The Africa Sustainable Energy Centre (ASEC) has commended government’s decision to remove selected taxes and margins on petroleum products, describing it as a timely response to ongoing global energy pressures.
In a statement issued by its Executive Director, Justice Ohene-Akoto, the Centre said the measure is expected to provide some relief to households and businesses affected by rising fuel prices. It noted that petroleum costs continue to have wide-reaching effects on transportation, food prices and the general cost of living.
ASEC also observed that Ghana’s current fiscal position allows for such intervention, pointing to windfall revenues from crude oil exports as global prices remain above the 2026 budget benchmark of $76.22 per barrel.
Despite acknowledging the short-term benefits of the policy, the Centre stressed the need for deeper, long-term reforms within the energy sector.
It called for strengthened intra-African petroleum supply partnerships with countries such as Nigeria, the Republic of the Congo and Algeria, to reduce dependence on imports from the Middle East and improve supply security.

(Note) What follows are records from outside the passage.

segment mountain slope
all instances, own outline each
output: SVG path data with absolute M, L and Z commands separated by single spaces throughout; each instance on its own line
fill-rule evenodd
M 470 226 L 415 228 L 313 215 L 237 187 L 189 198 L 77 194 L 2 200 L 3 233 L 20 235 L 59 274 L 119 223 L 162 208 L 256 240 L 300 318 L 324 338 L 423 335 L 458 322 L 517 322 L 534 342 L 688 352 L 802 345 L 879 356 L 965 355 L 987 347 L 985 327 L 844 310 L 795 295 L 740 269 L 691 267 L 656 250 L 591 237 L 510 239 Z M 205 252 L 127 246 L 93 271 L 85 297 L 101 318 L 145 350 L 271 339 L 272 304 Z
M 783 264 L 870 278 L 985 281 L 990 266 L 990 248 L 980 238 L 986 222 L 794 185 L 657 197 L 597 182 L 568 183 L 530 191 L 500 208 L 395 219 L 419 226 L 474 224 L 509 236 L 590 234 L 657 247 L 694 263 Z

ASEC further highlighted the importance of restoring and modernising the Tema Oil Refinery to boost domestic refining capacity and limit exposure to external shocks.
Other recommendations included the expansion of strategic petroleum reserves, the review of oil revenue agreements, and the modernisation of infrastructure in the downstream petroleum sector.
On the long-term outlook, the Centre emphasised increased investment in renewable energy sources such as solar and wind, alongside a gradual transition to cleaner technologies. It also proposed a hybrid energy strategy that balances current fossil fuel reliance with sustainability goals, including the promotion of electric mobility.